Rapport de majorité de Mme Jacklean Kalibala (S)
Rapport de minorité de M. François Baertschi (MCG)

Premier débat

Le président. Nous passons aux urgences avec le PL 13475-A, classé en catégorie II, trente minutes. La rapporteure de majorité, Mme Jacklean Kalibala, n'étant pas là, je cède la parole à M. François Baertschi, rapporteur de minorité.

M. François Baertschi (MCG), rapporteur de minorité. Je pense que la rapporteuse de majorité est en retard, elle va arriver, mais en attendant, je vais commencer. Notre minorité a refusé le rapport d'activité de l'IMAD pour l'année 2023, parce que la directrice de l'IMAD s'est vu attribuer une indemnité d'un montant exorbitant. Cela a fait l'objet d'une grande polémique dans la presse, la présidente du Conseil d'Etat a dénoncé cette pratique.

Au moment du passage de témoin entre le conseiller d'Etat Poggia et le magistrat Maudet, le conseil d'administration de l'IMAD a octroyé cette indemnité en usant d'une ruse tout à fait inacceptable. Ce sont 170 000 francs d'indemnité qui ont été accordés de manière scandaleuse à la directrice de l'IMAD en 2023, somme qui avait pourtant été retenue pendant plusieurs années par le Conseil d'Etat, lequel y avait opposé son veto.

Profitant de la situation, le conseil d'administration de l'IMAD est intervenu de cette manière. On ne peut pas accepter pareil procédé; indépendamment de la gestion générale de l'IMAD, on ne peut pas prendre en otage une institution avec ce genre de pratique. C'est la raison pour laquelle notre minorité refuse le rapport d'activité 2023.

Mme Jacklean Kalibala (S), rapporteuse de majorité. Mesdames et Messieurs les députés, ce projet de loi traite du rapport d'activité de l'IMAD pour l'année 2023. L'activité de l'IMAD est essentielle pour notre société, particulièrement dans un contexte où les soins à domicile se complexifient, en raison d'une part du vieillissement de la population, d'autre part de la pénurie de soignantes et de soignants.
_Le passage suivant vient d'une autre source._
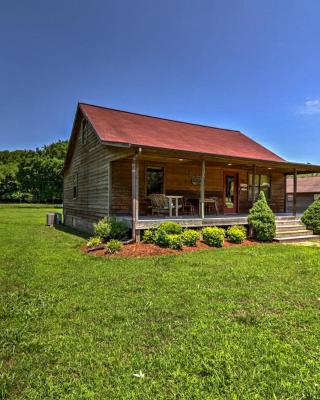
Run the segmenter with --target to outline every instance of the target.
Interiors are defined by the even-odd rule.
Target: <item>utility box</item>
[[[47,225],[61,225],[62,224],[62,214],[61,213],[48,213],[47,214]]]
Malgré la grande capacité d'adaptation de l'IMAD, des défis importants attendent l'institution ces prochaines années pour répondre aux besoins de la population. Le développement d'outils modernes de coordination des soins et de communication interprofessionnelle sera fondamental pour le maintien de la qualité des prestations, et nous devons y être particulièrement attentives et attentifs.
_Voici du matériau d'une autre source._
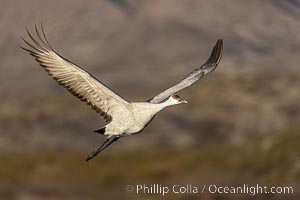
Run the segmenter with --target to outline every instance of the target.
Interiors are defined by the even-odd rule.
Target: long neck
[[[166,108],[166,107],[169,107],[169,106],[173,106],[173,105],[176,105],[177,103],[174,103],[174,102],[171,102],[171,101],[164,101],[162,103],[159,103],[159,104],[156,104],[157,105],[157,108],[158,108],[158,111],[161,111],[162,109]]]

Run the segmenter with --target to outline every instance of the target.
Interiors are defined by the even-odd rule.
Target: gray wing
[[[76,66],[69,60],[56,53],[46,39],[43,26],[42,34],[35,26],[36,38],[27,30],[32,44],[24,42],[31,48],[23,48],[53,77],[60,85],[64,86],[74,96],[90,105],[97,113],[110,122],[114,113],[124,109],[128,102],[115,94],[103,83],[87,71]]]
[[[222,51],[223,51],[223,40],[218,39],[218,41],[216,42],[212,50],[210,57],[202,66],[196,68],[194,71],[189,73],[186,77],[184,77],[179,83],[161,92],[157,96],[148,100],[148,102],[160,103],[164,101],[166,98],[168,98],[169,96],[171,96],[172,94],[175,94],[176,92],[193,85],[201,77],[212,72],[214,69],[216,69],[216,67],[220,62]]]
Les objections soulevées par la minorité ne concernent pas l'activité de l'IMAD, mais sa gestion, et ne devraient donc pas donner lieu à un refus du texte. La majorité de la commission vous invite à adopter ce projet de loi en guise de soutien et de remerciement au personnel de l'IMAD pour la qualité de son travail et pour son investissement. Merci.

M. Pierre Conne (PLR). Chers collègues, pour que vous vous représentiez le travail qu'accomplit l'IMAD, je rappelle qu'en 2023, ce sont 18 000 personnes qui ont bénéficié des prestations de cette institution. Sur ces 18 000 personnes, 9000 avaient plus de 80 ans, 49% moins de 80 ans, et la moitié de ces 49% - c'est-à-dire le quart du total - avaient un âge inférieur à 64 ans. Cela vous donne une idée du spectre d'âge de la population concernée.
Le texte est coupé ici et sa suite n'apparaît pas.